Para quem circula em suas edificações em estilo predominantemente renascentista, a sensação que se respira é a do conforto proporcionado por uma escola de espaço privilegiado e bem cuidado, com jardins, amplas salas de aula, biblioteca, duas salas multimídia, salões de festas, cantina, refeitório, duas quadras externas e uma interna, laboratórios, o Museu de História e Ciências Naturais, a igreja (Santuário do Sagrado Coração de Jesus) e o Teatro Grande Otelo, com capacidade para 700 lugares. O conjunto de 17 mil metros quadrados é tombado pelo Condephaat (Conselho de Defesa do Patrimônio Histórico, Arqueológico, Artístico e Turístico do Estado) e ocupa o quarteirão formado pelas alamedas Dino Bueno, Glete, Barão de Piracicaba e Nothman. E para quem conversa com Benedito Spinosa, a sensação que se absorve é a da confiança no propósito de manter o Liceu vivo, revigorando a ocupação de seu espaço.
Podar para fortalecer
Graduado em três cursos de nível superior, especializado em Psicopedagogia e mestre em Educação e Comunicação, o padre revela cautela em relação à missão que lhe foi confiada pela Inspetoria dos Salesianos em 2007, quando assumiu a direção da escola. Ex-diretor de outras unidades da rede Salesiana e ex-assessor de comunicação da CNBB (Conferência Nacional dos Bispos do Brasil), Benedito Spinosa diz apenas que chegou ao Liceu para “dar uma resposta sustentável para a escola”, com soluções “criativas” (como a mobilização da comunidade, a busca de receitas alternativas e a oferta de novos serviços), mas também drásticas, entre elas o fechamento do Ensino Médio (EM) e do turno vespertino.

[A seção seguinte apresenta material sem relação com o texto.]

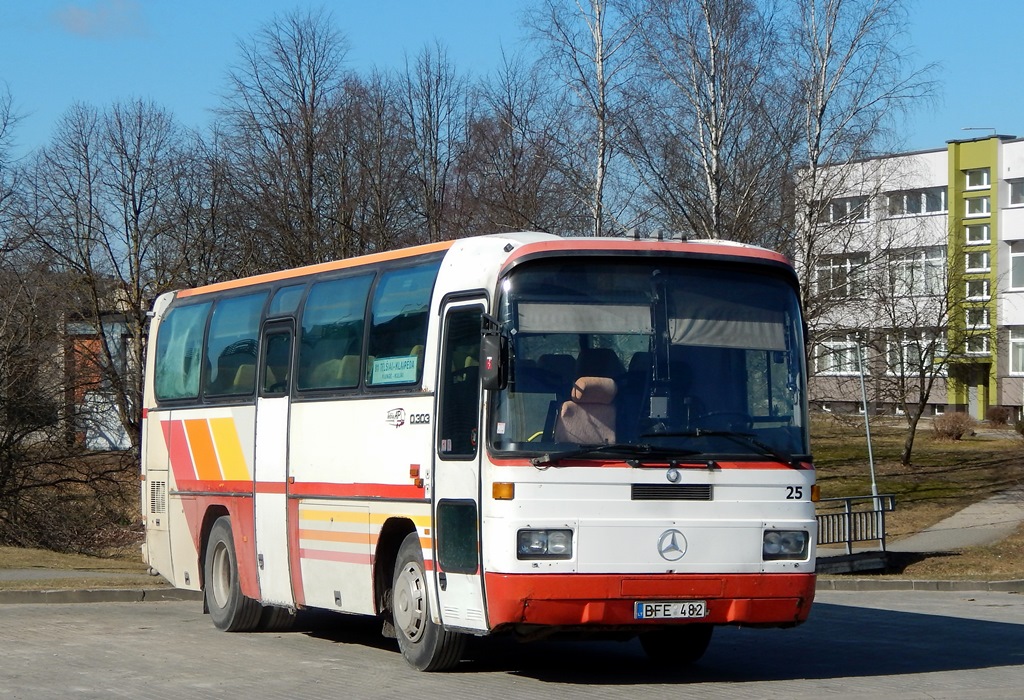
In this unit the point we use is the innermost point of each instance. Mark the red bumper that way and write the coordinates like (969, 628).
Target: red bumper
(582, 600)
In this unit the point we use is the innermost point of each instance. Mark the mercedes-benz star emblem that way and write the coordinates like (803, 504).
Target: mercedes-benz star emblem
(672, 545)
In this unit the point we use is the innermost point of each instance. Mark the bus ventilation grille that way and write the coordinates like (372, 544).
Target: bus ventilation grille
(671, 492)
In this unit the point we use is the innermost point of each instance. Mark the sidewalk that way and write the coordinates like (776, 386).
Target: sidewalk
(984, 523)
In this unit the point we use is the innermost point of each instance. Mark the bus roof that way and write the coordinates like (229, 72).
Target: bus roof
(527, 245)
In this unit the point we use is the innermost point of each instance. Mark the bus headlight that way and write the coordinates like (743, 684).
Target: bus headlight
(779, 544)
(545, 544)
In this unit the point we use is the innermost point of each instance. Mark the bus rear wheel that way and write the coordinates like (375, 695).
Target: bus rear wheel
(679, 646)
(425, 645)
(229, 610)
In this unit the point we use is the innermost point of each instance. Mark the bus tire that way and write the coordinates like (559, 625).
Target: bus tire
(229, 610)
(678, 646)
(275, 619)
(425, 645)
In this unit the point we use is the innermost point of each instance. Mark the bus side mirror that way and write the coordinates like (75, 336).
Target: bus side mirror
(494, 356)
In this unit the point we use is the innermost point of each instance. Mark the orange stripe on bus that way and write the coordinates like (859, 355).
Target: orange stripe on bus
(343, 557)
(314, 269)
(204, 454)
(232, 461)
(327, 536)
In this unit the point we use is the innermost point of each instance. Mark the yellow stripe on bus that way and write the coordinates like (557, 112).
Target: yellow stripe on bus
(360, 517)
(232, 460)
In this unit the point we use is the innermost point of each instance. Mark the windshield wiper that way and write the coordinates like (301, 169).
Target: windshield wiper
(747, 439)
(628, 448)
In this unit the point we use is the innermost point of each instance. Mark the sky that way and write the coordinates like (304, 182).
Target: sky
(56, 53)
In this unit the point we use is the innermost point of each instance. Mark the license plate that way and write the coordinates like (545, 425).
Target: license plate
(669, 610)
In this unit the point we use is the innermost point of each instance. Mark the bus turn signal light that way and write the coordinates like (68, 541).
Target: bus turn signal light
(503, 490)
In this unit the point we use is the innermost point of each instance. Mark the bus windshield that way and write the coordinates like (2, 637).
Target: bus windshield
(651, 359)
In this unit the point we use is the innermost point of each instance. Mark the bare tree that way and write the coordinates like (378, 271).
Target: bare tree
(281, 118)
(714, 136)
(8, 122)
(589, 45)
(376, 135)
(98, 216)
(436, 113)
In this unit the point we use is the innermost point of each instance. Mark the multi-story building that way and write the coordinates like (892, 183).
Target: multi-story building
(916, 260)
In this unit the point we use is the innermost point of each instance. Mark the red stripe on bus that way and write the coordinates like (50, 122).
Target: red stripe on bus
(315, 269)
(356, 490)
(682, 465)
(177, 451)
(626, 246)
(384, 491)
(270, 487)
(600, 600)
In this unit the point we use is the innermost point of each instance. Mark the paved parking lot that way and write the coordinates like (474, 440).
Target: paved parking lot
(896, 645)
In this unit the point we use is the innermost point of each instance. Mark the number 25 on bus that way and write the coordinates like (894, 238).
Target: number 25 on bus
(508, 434)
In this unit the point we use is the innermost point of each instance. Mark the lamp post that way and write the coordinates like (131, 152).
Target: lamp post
(867, 425)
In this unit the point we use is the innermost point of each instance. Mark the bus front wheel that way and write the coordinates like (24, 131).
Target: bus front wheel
(229, 610)
(426, 645)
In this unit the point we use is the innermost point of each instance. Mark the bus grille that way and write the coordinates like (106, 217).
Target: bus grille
(671, 492)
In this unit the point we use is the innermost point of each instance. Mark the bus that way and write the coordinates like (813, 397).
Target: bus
(512, 434)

Ao final de 2009, o Liceu dispensou 75 alunos do EM, testemunhou – como reflexo – a saída de outros tantos e suscitou textos nostálgicos na mídia, os quais tomavam o seu fim como um processo inexorável. “Os estudantes do 2º ano ficaram muito bravos comigo, não queriam ir embora”, lembra o padre. “Mas uma hora tínhamos que parar, porque o EM era deficitário; com esse corte, entramos em equilíbrio orçamentário”, revela. O Liceu permaneceu com a Educação Infantil e o Ensino Fundamental, em regime parcial ou integral, e atraiu cerca de 100 novos estudantes com algumas ações, entre elas a ampliação da jornada integral.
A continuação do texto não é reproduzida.